Presidential campaign 2016: US media 'congenitally allergic' to issues of substance
Democratic presidential candidate Bernie Sanders raised $26 million in the third quarter of the year, placing him just $2 million short of the frontrunner, Hillary Clinton. Yet Sanders does not seem to be attracting media attention with his message.
RT: Bernie Sanders is going strong in the national polls and just had a record crowd in Boston. Why is it then that the media coverage he gets doesn’t necessarily reflect that popularity?
TJ Walker: Bernie Sanders isn’t getting any media coverage in America because he is violating the cardinal rule of our political media game here: if you want attention, you have to attack, smash, bash your opponent. Who is getting all the media attention? It is Donald Trump. Why does he get it? Because he says anybody who disagrees with him is a moron, an idiot, a fool, a clown.
Unfortunately, the media just can’t pass it up. They find it irresistible. And most people in the American media are just congenitally allergic to substance or policy discussions, they latch onto whoever attacks the most. Bernie Sanders’ problem is: he might not agree with Hillary Clinton on everything or even most things, but he is not willing to attack her, call her a stooge, call her a fool or an idiot.
RT: How easy is it today for voters to get information needed on the candidate?
TW: Voters have an all-time low opinion of the American media. Although, remember, voters have never had more options for getting coverage on political candidates. So, if you are an American voter it has never been easier, for example, to watch RT or Al Jazeera, or get The London Telegraph on your website.
It is kind of a golden era for a true political junky because you have millions of resources at your disposal, plus you can always go directly to the candidate’s website and you can read every single position paper you want from Bernie Sanders, Hillary Clinton or from Donald Trump.
RT: Donald Trump and Hillary Clinton are always in the spotlight whether it is Trump’s numerous controversial statements or Hillary’s email scandal and recent SNL skit. As a candidate, do you have to strike the right balance between style and substance as a candidate or is it more about being controversial to get people’s attention?
TW: In politics not all publicity is good publicity, because at the end of the day you still have to get a majority of the vote plus one, or as many votes as your opponent plus one more vote. Donald Trump famously wrote in his first big selling book ‘The Art of the Deal’ that he believes that great publicity is the best of all, but bad publicity is better than no publicity because in the private sector business world if you do not have the 99 percent of market share, if you have one percent of the market share of all real estate, you are a multibillionaire.
In a narrow political primary situation that Trump is in now, where you have 17 or 16 candidates, if 90 percent of the people in your own party hate you, but 10 percent love you, well you could win the nomination. That’s why Donald Trump could win the nomination even though he is not liked by most in the party. But that doesn’t get you into the White House; you simply do not get to be president if the majority of the voters think you are a clown.
RT: When a candidate says something offensive or has a public slip-up on a major policy issue that gets media headlines with the idea that these gaffes could affect their campaign negatively.

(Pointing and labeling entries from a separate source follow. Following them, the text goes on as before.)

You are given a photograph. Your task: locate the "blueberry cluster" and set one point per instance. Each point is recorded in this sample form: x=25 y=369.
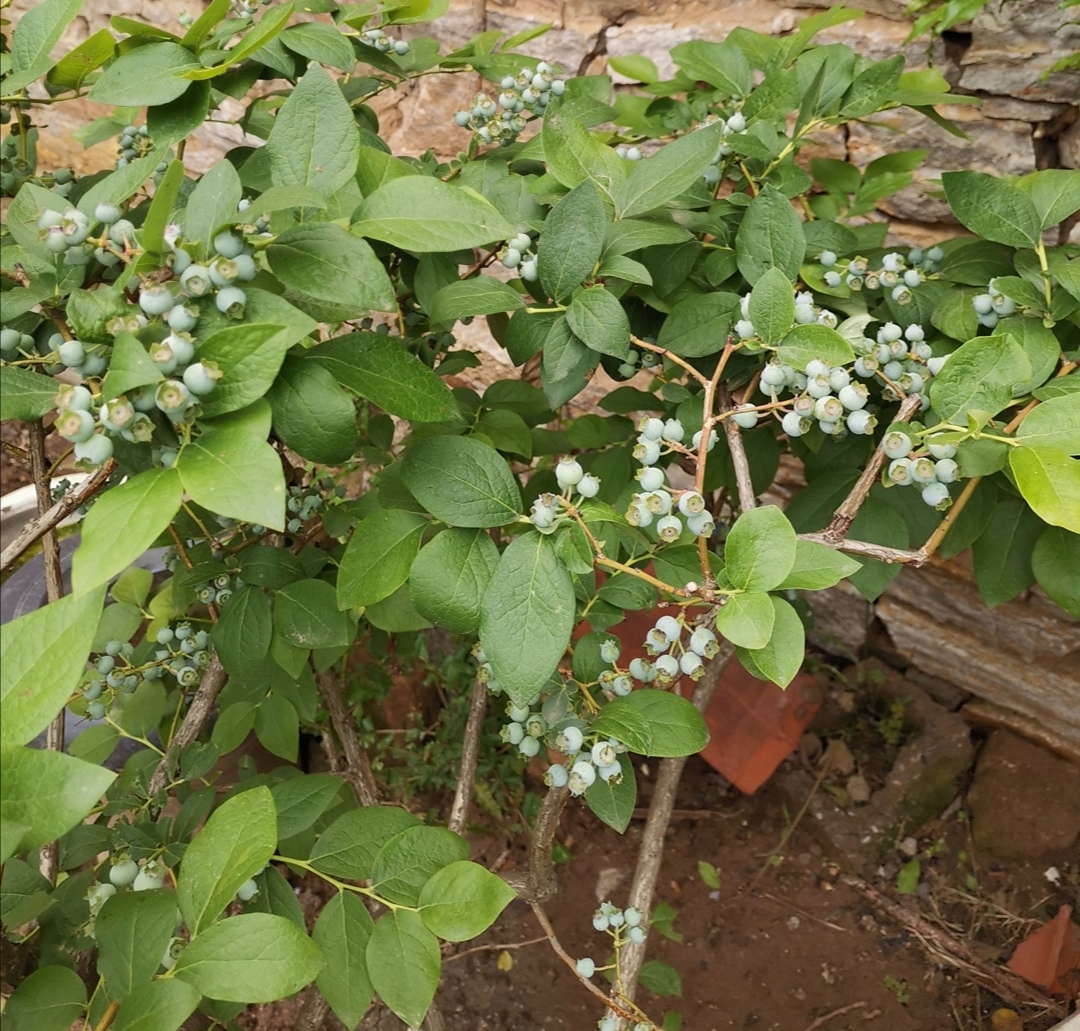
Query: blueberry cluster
x=993 y=306
x=732 y=125
x=183 y=653
x=572 y=479
x=520 y=255
x=896 y=273
x=930 y=470
x=383 y=43
x=670 y=509
x=502 y=121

But do you think these slip-ups can actually generate more publicity and positive results? Bernie Sanders himself said that he’d get tons of coverage if he were to slip on a banana peel for instance…
TW: Let’s not forget, Jeb Bush is essentially getting ‘you slipped on a banana peel’ coverage every single day. Almost all news about Jeb Bush is bad news. The media is just loving the story about how this guy who had his Daddy hand him everything, his brother hand him everything is now slipping on the political banana peel. Every day his poll numbers go down. Every day there is another story about disgruntled fundraisers who’ve said: “Hey, maybe we want our $100 million back.” Every day there is a story about how Jeb Bush is failing to meet the expectations of all the political insiders who thought he would just sort of suck up all the support of the media and the establishment and rise to the top. Every day it seems like is going from first to second, then third… even seventh in the polls in some early states.
RT: Do you think the lack of Sanders coverage could also be a sign of corporate bias because his Democratic socialist platform may suggest reforms that they don’t necessarily want to see?
TW: Bernie Sanders has several problems when it comes to getting media attention. For starters, he is running for the Democratic nomination. He has never been a Democrat; he has never actually run for public office or served in public office as a Democrat. So, it is frankly hard for any candidate to be taken seriously running for a party nomination if he has never served in that party and never openly embraced that party’s label.
Certainly, there are political views that Bernie Sanders has that conservatives and corporate interests don’t like. There is no doubt about that. But he does have other problems that are not related to that. The fact is: he is running for a party nomination that he has never been a member of. And he has virtually zero support in terms of endorsements from Democratic members of Congress, the political establishment. Those do mean things in presidential races. You can argue that they shouldn’t, but when political reporters are trying to figure out who to cover and who not to cover they do look at those things. Now they are giving him credit for having a tremendous fundraising pitch: he raised almost as much money as Hillary Clinton did. So, he is starting to get more attention.
The statements, views and opinions expressed in this column are solely those of the author and do not necessarily represent those of RT.